Nothing in our article1 suggests that some patients cannot safely be maintained at intraoperative mean arterial pressures less than 65 mmHg. For example, some patients come to surgery with pressures at about that level and will presumably tolerate at least somewhat lower ones. Similarly, some patients may require higher pressures—presumably those with conditions that restrict organ perfusion. Importantly, the article to which Saugel and colleagues refer evaluated myocardial injury and acute kidney injury; we have previously reported associations between mean arterial pressure and 30-day all-cause mortality, and the thresholds are somewhat higher.2 Harm thresholds for other organs might differ.
As Saugel and colleagues note, a strength of our analysis was inclusion of a large and diverse patient population. Furthermore, the acuity of Cleveland Clinic patients is high.

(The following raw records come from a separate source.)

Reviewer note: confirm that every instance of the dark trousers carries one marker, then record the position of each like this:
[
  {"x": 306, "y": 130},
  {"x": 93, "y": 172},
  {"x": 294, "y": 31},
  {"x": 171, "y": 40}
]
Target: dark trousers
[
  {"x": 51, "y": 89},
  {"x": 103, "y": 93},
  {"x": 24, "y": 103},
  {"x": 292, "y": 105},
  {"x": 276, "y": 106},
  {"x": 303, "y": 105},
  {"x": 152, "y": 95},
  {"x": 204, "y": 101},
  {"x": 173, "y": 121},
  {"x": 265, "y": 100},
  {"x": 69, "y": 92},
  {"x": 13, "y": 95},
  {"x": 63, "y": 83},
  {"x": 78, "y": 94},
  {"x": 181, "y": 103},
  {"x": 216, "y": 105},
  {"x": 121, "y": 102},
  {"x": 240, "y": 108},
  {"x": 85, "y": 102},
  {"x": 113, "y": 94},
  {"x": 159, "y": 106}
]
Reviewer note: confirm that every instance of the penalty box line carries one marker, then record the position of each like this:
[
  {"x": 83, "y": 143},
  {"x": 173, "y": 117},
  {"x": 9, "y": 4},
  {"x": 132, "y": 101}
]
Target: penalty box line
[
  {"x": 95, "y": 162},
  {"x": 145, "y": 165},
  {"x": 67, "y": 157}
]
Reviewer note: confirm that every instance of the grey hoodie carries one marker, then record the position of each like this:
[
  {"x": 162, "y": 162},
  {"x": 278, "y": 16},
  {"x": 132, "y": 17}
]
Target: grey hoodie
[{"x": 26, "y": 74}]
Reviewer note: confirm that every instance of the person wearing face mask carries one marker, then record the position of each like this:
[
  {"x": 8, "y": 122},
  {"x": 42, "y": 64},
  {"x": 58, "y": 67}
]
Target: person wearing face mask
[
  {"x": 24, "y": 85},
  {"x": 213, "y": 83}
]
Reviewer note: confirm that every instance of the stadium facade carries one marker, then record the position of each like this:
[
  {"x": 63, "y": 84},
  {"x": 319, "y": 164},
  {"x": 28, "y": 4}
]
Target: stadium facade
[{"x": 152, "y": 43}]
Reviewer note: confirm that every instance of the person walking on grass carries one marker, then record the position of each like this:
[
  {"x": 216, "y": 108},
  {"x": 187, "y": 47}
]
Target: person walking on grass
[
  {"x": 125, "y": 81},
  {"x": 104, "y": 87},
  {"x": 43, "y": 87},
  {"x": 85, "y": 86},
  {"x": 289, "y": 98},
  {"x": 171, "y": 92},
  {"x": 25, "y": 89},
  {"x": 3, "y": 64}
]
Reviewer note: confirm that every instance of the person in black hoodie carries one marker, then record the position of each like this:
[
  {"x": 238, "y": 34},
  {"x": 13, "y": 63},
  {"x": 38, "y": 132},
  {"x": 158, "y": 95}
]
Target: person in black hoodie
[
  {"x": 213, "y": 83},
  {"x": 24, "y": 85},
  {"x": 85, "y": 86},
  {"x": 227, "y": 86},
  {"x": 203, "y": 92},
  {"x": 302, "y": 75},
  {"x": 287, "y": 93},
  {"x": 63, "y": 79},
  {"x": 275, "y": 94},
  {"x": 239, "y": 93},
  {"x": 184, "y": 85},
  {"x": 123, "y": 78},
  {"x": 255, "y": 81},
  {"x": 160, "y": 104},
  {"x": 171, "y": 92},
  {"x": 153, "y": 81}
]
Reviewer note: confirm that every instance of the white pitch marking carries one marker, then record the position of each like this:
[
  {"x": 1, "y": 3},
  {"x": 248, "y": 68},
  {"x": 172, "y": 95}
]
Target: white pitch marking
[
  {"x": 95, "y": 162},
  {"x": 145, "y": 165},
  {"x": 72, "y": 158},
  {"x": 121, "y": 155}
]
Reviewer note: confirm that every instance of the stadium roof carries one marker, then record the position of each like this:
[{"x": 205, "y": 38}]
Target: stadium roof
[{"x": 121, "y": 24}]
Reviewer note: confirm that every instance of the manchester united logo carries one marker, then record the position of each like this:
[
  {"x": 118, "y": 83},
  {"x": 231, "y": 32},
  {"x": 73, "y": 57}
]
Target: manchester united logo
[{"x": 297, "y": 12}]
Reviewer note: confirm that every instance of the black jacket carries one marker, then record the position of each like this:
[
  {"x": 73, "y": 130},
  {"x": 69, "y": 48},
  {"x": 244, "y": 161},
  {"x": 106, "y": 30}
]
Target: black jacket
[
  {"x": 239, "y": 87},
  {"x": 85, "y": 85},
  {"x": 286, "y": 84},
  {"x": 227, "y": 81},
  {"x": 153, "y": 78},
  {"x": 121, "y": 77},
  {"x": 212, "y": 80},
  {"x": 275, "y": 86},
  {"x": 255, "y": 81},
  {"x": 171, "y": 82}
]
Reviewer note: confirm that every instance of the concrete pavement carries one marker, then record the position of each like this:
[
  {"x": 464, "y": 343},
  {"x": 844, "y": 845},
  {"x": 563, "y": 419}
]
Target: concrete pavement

The 57,300 patients we studied thus presumably included a fair number of patients who might be especially sensitive to hypotension. To the extent that some special-risk patients require higher blood pressures to perfuse key organs, we would expect that the curves relating mean arterial pressure and injury would gradually increase starting at relatively high pressures. In fact, they do not: the remarkable feature of figure 1 is that the risk of myocardial injury is essentially constant until mean arterial pressure reaches about 65 mmHg, and then increases steeply—on a logit scale no less. The curves for percentage change from baseline have a similar pattern. The relationship between mean arterial pressure and acute kidney injury looks almost the same, with risk being relatively constant until mean arterial pressure reaches 65 mmHg and then shooting up (fig. 2). Overall mortality decreases to a mean arterial pressure of 80 mmHg, and then increases sharply (fig. 3).2 The threshold pressures triggering injury are thus far more notable for sharp corners than gradual increases.
Saugel and colleagues note that organ perfusion rather than blood pressure is the variable of interest, and suggest that “pressure targets can only be set individually considering outflow pressure of different organ systems, cardiac output, vascular resistance, and blood flow autoregulation in the context of chronic hypertension and other comorbidities.” The trouble, of course, is that perfusion of sensitive organs including the gut, kidneys, and heart cannot be evaluated clinically. In real life, clinicians thus titrate hemodynamic management to blood pressure—which is exactly why evidence-based population thresholds are valuable.
Our point is not that any particular intraoperative mean arterial pressure is safe for everyone. Clinical care should be evidence based and include reasonable extrapolations from population-based studies that are appropriate for individual patients. In some cases, optimal care will target mean arterial pressures well above 65 mmHg; occasionally it might be lower. But absent information specific to individual patients, our results suggest that mean arterial pressure should rarely be allowed to decrease below 65 mmHg. This threshold is a population-based lower limit. Optimal pressure may well be greater.
Dr. Sessler is a consultant for Edwards Lifesciences, Irvine, California. The Department of Outcomes Research (Anesthesio logy Institute, Cleveland Clinic, Cleveland, Ohio) is funded by Edwards and Sotera, San Diego, California. Dr. Salmasi declares no competing interests.